I”) crosslinking a hyaluronic acid with a mixture comprising the compound of formula (V) and the compound of formula (VI) having: a molecular weight (M _w ) from 204 to 15.000 Da measured by the method by size exclusion chromatography (SEC); and an epoxy equivalent weight from 100 to 7.000 g/eq measured by ultrasonication-assisted rapid titration with HCI. Clause 12. the composition according to any of the clauses 10 or 11, wherein:

- when the composition comprises (a) a crosslinked hyaluronic acid of formula (I), then the composition is obtainable by a process which comprises an additional step (v) after step (ii); or alternatively after step (iii), or alternatively after step (iv) comprising the addition of a compound of formula (III), a compound of formula (IV) or a mixture thereof; or alternatively,

- when the composition comprises (a) a crosslinked hyaluronic acid of formula (II), then the composition is obtainable by a process which comprises an additional step (n') after step (ii'); or alternatively after step (iii'), or alternatively after step (iv') comprising the addition of a compound of formula (III), a compound of formula (IV) or a mixture thereof; or alternatively,

- when the composition comprises (a) a mixture of a crosslinked hyaluronic acid of formula (I) and of formula (II); then the composition is obtainable by a process which comprises an additional step (v”) after step (ii”); or alternatively after step (iii”), or alternatively after step (iv”) comprising the addition of a compound of formula (III), a compound of formula (IV) or a mixture thereof.
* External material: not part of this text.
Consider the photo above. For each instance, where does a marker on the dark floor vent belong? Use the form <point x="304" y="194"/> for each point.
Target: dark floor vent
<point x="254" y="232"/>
Clause 13. The composition according to any of the clauses 1-12, which is in form of injectable composition.

Clause 14 The composition as defined in any of the clauses 1-13, which is a pharmaceutical composition comprising: a therapeutically effective amount of the one or more crosslinked hyaluronic acids of formula (I), of formula (II) or a mixture thereof; a therapeutically effective amount of the one or more polyglycerols of formula (III) or formula (IV) or a mixture thereof; a therapeutically effective amount of one or more anesthetic agents , and optionally, one or more pharmaceutically acceptable excipients or carriers; for use in therapy; or alternatively, the use of a composition as defined in any of the clauses 1-13, which is a cosmetic composition comprising: a cosmetically effective amount of the one or more crosslinked hyaluronic acids of formula (I), of formula (II) or a mixture thereof; a cosmetically effective amount of the one or more polyglycerols of formula (III) or formula (IV) or a mixture thereof; a cosmetically effective amount of one or more anesthetic agents, and optionally, one or more cosmetically acceptable excipients or carriers, as skin care agent; particularly as dermal filler.

Clause 15. Use of a composition according to any of the clauses 1-13, as a carrier; particularly as a drug delivery system.